Logo me lembrei de sua ex-esposa. Contei como a amava e sofria em pensar que um dia isso sumiria. Ele disse que se lembrava bem disso,mas não conseguia mais entender. Encontrava-a todas as semanas quando ia pegar os filhos. Ficava as vezes pasmado olhando para ela por horas tentando captar de novo aquele sentimento que tinha antes. Lembra que achava tudo o que ela fazia lindo. Seu coração tremia quando ela sorria. E lá estava ela com o mesmo sorriso, os mesmos gestos, mas era só um sorriso, eram só gestos como de todas as outras pessoas. A mesma coisa com seus velhos amigos. Não lembrava mais por que certas piadas eram tão engraçadas. Por que as ideias que antes compartilhavam eram tão motivadoras e agora pareciam oriundas de um livro de segunda classe num sebo de uma rua decadente.

Interessante notar que uma de suas novas opiniões era a de que era importante saber o porquê que ficava antes triste com o fruto. Em sua penúltima rede de opiniões, ele parecia estar se lixando em analisar o porque das coisas e estudá-las. Até isso mudava muito. Agora ele gostava de comer o fruto, mas ao mesmo tempo queria saber porque antes não gostava. Intrincada rede de relações cambiantes.

Apiedei-me daquele homem ali na minha frente. Ele jamais conheceria o verdadeiro amor de um homem por uma mulher. Seu sentimento estava por demais comprometido com redes de opiniões, novidades e flutuações sazonais. Não saberia que as amizades sobrevivem mesmo quando nada em comum mais resta.

Mas julguei-o com pressa inadequada e injusta. Soube por terceiros que após comer o fruto seguinte, o amor por sua ex esposa voltou com toda força. E o mais bonito de tudo foi que na época seguinte, quando tinha que comer de novo para sobreviver, recusou-se terminantemente. A esposa que não o recebeu de volta, pois já se casara novamente, chorou ao saber que ele morrera por uma opinião, de que manter seu amor por ela era mais importante que tudo. Preferiu morrer a deixar de amá-la novamente. Seu amor seria seu único ponto de não mutação. Sua verdade. Assim decidiu ele.
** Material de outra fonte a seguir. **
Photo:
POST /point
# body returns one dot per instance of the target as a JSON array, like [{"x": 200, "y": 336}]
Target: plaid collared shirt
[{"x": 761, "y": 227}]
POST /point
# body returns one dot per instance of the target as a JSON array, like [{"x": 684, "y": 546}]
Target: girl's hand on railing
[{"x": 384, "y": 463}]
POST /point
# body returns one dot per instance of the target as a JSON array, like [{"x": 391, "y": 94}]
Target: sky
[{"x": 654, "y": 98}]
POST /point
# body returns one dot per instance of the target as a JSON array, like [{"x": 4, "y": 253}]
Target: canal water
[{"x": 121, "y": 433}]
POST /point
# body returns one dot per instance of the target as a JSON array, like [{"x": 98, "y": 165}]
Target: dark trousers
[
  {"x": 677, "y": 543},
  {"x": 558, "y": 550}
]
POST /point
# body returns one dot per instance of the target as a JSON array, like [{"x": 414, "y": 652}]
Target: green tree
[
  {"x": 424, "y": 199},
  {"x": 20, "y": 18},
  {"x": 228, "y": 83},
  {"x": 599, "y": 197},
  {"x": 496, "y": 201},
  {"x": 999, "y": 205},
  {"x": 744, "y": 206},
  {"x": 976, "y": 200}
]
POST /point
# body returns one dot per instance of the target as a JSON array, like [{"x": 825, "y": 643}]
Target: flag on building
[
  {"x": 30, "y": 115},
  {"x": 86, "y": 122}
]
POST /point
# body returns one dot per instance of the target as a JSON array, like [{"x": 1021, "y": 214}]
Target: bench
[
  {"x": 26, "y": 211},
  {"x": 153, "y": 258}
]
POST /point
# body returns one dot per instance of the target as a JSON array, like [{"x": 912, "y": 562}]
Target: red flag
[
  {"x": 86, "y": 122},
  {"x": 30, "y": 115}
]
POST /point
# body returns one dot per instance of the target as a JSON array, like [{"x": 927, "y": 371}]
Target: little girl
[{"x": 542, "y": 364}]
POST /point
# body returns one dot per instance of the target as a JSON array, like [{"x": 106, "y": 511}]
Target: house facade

Escrevi na pasta de Fábio que de alguma forma talvez o fruto não conseguisse de forma verdadeira alterar certas opiniões, mas conseguia confundi-las com outras, criando uma nuvem de caos e promessas de novidade. Mudar de opinião para sobreviver era a sina de Fábio. Ele decidiu não se adaptar a isso por amor a uma mulher. Ou talvez essa tenha sido somente uma última e equivocada opinião. Equivocada não, uma opinião apenas. Talvez amor. Minha opinião já não importa mais.